Ad assicurare che l’app sarà anonima e che la sua installazione avverrà esclusivamente su base volontaria, è il commissario straordinario all’emergenza Domenico Arcuri, il quale ha sottolineato che Immuni non verrà utilizzata per alcun motivo «diverso rispetto a quella per cui presto sarà implementata». I dati, spiega ancora Arcuri, verranno raccolti in un server pubblico e “saranno criptati”, quindi “non c’è nessuna preoccupazione”.

L’applicazione può adottare sia un modello centralizzato, in cui i dati dei positivi e la lista criptata e anonimizzata dei loro contatti vengono gestiti da un server centrale; sia decentralizzato, in cui le informazioni vengono elaborate dagli smartphone, che devono scambiarsi i dati (sempre criptati e anonimizzati) degli infetti. I governi, compreso quello italiano, guardano al primo modello, che dà loro più materiale su cui lavorare e più controllo sulle informazioni dei (loro) infetti. È una delle decisioni che il governo dovrà prendere in accordo con il gruppo di lavoro di Vittorio Colao: Immuni potrebbe diventare un pezzo di una più ampia strategia di raccolta e analisi dei dati per tentare di arginare Covid-19. Potrebbe venire valutata una futura integrazione del Gps, per esempio, anche se la Commissione europea la sconsiglia e considera ridondante il monitoraggio degli spostamenti degli individui.

Anche su questo tema è intervenuto il commissario Arcuri, che ha precisato: «L’applicazione utilizzerà il bluetooth e non la geolocalizzazione perché questo prevedono le norme sulla privacy - Nessuno sarà obbligato a installarla, ma ovviamente ci aspettiamo che un numero molto alto di cittadini collabori. Gli esperti che hanno contribuito a supportare questo processo ci dicono che almeno il 75% della popolazione dovrebbe installarla». L’app potrebbe essere a regime a breve: avviata la fase dei test, verrà fatta una sperimentazione in alcune aree del Paese e in tempi ravvicinati sarà messa in campo.

«La app non registra il numero di telefono degli utenti, può salvare i dati che raccoglie solo sui telefoni o anche su server. Abbiamo messo a disposizione una sorta di menù di caratteristiche tecniche: sarà il governo a scegliere quali adottare», spiega al Corriere Luca Foresti, che ha ideato la app di tracciamento Immuni con Bending Spoons (e poi Jakala, GeoUniq e l’avvocato Giuseppe Vaciago).

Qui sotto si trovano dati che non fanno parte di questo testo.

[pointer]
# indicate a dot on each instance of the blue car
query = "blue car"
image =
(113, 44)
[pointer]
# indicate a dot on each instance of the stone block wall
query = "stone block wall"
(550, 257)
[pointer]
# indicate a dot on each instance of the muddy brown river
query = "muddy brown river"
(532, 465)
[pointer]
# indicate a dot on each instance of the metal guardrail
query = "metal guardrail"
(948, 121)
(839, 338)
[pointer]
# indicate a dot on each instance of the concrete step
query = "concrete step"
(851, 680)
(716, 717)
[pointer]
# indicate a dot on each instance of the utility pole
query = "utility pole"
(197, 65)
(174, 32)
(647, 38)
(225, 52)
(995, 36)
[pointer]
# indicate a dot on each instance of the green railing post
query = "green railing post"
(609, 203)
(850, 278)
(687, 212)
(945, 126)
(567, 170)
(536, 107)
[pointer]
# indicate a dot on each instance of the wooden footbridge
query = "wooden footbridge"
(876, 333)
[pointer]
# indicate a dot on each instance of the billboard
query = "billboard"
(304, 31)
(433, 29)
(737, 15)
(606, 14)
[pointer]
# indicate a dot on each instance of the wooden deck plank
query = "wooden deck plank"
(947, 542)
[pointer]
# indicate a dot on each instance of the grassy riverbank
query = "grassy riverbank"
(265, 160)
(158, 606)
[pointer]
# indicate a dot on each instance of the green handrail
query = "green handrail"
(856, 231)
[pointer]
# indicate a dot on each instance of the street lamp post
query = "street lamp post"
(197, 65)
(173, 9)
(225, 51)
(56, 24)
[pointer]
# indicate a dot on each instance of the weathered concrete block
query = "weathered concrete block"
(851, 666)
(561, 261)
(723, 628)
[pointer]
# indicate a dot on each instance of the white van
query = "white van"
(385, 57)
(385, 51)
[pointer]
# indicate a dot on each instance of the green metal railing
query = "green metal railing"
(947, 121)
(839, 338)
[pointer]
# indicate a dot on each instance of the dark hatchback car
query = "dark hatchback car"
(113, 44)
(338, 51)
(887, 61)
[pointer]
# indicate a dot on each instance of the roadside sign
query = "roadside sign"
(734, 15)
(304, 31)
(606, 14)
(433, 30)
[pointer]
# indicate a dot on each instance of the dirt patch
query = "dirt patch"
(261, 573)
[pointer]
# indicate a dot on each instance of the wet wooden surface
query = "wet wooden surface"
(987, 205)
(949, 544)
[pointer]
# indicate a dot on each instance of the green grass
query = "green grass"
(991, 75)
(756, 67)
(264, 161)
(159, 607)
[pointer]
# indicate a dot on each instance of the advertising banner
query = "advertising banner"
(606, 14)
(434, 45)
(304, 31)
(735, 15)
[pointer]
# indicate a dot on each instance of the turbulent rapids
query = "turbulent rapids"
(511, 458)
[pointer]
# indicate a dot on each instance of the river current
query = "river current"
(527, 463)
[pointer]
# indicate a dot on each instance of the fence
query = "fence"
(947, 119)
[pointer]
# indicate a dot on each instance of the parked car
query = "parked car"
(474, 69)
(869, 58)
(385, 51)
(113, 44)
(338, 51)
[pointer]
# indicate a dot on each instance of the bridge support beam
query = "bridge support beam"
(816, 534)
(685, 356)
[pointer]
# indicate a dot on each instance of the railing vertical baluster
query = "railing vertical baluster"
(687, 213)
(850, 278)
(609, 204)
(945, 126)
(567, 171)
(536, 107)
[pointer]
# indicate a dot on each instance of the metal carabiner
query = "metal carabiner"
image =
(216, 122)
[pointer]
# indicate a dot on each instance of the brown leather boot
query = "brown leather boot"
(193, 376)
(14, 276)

«L’obiettivo – prosegue – deve essere tenere basso il tasso di trasmissione del virus. La app è un tassello importante ma da sola non basta. Ne servono altri due: i test estensivi e la gestione territoriale sanitaria, che prenda in carico le persone senza ospedalizzarle. Gli ospedali e la terapia intensiva devono essere l’ultima ratio. Più persone la usano, più è efficace, considerando che il 20% degli italiani, per lo più anziani, non ha uno smartphone. E neppure i bimbi».

E per i rischi legati alla privacy? «Siamo in mezzo a un’epidemia che sta uccidendo 500-600 persone al giorno e minacciando la salute di tutti – conclude Foresti – Chiunque può valutare il rischio per la privacy a fronte di quello per la salute, considerando che la app non chiede nome, cognome né numero di telefono e ha una tecnologia pensata con gli esperti di tutela dati per evitare abusi».